Gehele of gedeeltelijke loonstop bij weigering van werknemer om passende arbeid te verrichten?

Jaar en kwartaal
2013, 3e kwartaal
Nummer
6

Bronnen:

  • Memorie van Toelichting bij de Wet uitbreiding loondoorbetaling bij ziekte, Tweede Kamer 1995-1996, 24439, nr. 3, blz. 60
  • Gerechtshof Amsterdam van 7 april 2005, JAR 2005/111
  • Kantonrechter Utrecht 16 december 2009, LJN: BK6962
  • Kantonrechter Breda 18 december 2009, LJN: BL6655
  • Kantonrechter Enschede 25 september 2012, LN: BX8766
  • Kantonrechter Groningen 3 april 2013, LJN: BZ7121
  • Gerechtshof 's-Hertogenbosch 23 juli 2013, ECLI:GHSHE:2013:3341
  • Gerechtshof Arnhem-Leeuwarden 23 juli 2013, ECLI:GHARL:3013:5362
  • Hoge Raad 25 februari 2000, JAR 2000/85 
Sinds de privatisering van de Ziektewet per 1 maart 1996 (bij de Wet uitbreiding loondoorbetaling bij ziekte) moeten werkgevers aan zieke werknemers 70% van het loon doorbetalen. Deze maatregel is bedoeld als financiële prikkel aan de werkgever om zich in te zetten voor preventie van arbeidsongeschiktheid en voor re-integratie van arbeidsongeschikte werknemers. Was deze verplichting aanvankelijk voorzien voor de duur van 52 weken, per 1 januari 2004 werd deze verplichting als gevolg van de Wet verlenging loondoorbetalingsverplichting bij ziekte 2003 uitgebreid naar 104 weken.
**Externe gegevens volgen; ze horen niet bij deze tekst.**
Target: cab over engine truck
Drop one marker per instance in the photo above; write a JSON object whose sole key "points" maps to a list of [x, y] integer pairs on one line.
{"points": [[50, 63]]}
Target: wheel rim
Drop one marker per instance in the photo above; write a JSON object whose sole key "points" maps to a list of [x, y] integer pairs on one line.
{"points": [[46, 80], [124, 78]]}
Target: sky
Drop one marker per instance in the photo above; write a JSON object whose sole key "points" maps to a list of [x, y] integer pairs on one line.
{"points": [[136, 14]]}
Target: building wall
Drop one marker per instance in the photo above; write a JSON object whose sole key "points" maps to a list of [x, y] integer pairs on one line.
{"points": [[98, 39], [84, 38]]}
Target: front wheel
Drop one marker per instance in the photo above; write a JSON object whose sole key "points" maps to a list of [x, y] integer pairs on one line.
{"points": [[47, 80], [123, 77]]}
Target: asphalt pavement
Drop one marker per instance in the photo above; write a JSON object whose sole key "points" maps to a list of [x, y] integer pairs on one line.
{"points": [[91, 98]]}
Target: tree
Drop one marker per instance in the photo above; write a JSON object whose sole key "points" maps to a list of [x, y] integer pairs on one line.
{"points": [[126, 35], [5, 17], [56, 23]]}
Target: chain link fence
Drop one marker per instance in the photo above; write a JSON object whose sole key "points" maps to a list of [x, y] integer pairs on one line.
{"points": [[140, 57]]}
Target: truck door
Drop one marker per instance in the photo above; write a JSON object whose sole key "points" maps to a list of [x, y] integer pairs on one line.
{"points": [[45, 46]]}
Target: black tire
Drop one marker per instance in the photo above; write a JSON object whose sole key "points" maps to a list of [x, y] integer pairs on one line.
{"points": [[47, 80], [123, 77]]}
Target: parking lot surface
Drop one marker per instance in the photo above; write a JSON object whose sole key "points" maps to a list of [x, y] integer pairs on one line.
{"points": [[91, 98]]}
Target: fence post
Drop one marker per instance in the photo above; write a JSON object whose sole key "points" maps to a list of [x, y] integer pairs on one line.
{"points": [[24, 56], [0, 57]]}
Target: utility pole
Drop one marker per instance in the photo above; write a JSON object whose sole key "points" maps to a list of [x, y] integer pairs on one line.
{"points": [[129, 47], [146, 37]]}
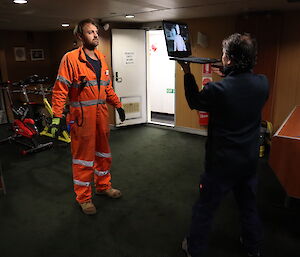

En sinds de per 1 april 2002 ingevoerde Wet verbetering Poortwachter kan het UWV besluiten zelfs deze periode nog met 52 weken te verlengen als de werkgever naar het oordeel van het UWV onvoldoende heeft gedaan aan de re-integratie van de arbeidsongeschikte werknemer. Maar zelfs daarmee houdt de financiële prikkel die de wetgever aan de werkgever wenst toe te dienen niet op. Indien aan de werknemer na het einde van de 104 weken een WIA-uitkering wordt toegekend in de vorm van een WGA-uitkering, levert ook die de werkgever nog kosten op. Niet minder dan de eerste tien jaar van de WGA-uitkering zijn voor rekening van de werkgever, hetzij omdat hij die uitkering als eigenrisicodrager zelf moet betalen, hetzij omdat die uitkering de gedifferentieerde premie die hij aan het UWV moet betalen verhoogt. Voor een grote werkgever kunnen de totale kosten van een arbeidsongeschikte werknemer oplopen tot boven de zeven jaarsalarissen en nog aanzienlijk hoger als de werkgever geen eigenrisicodrager is, omdat de verhoging van de gedifferentieerde premie aanzienlijk meer kost dan de uitkering zelf.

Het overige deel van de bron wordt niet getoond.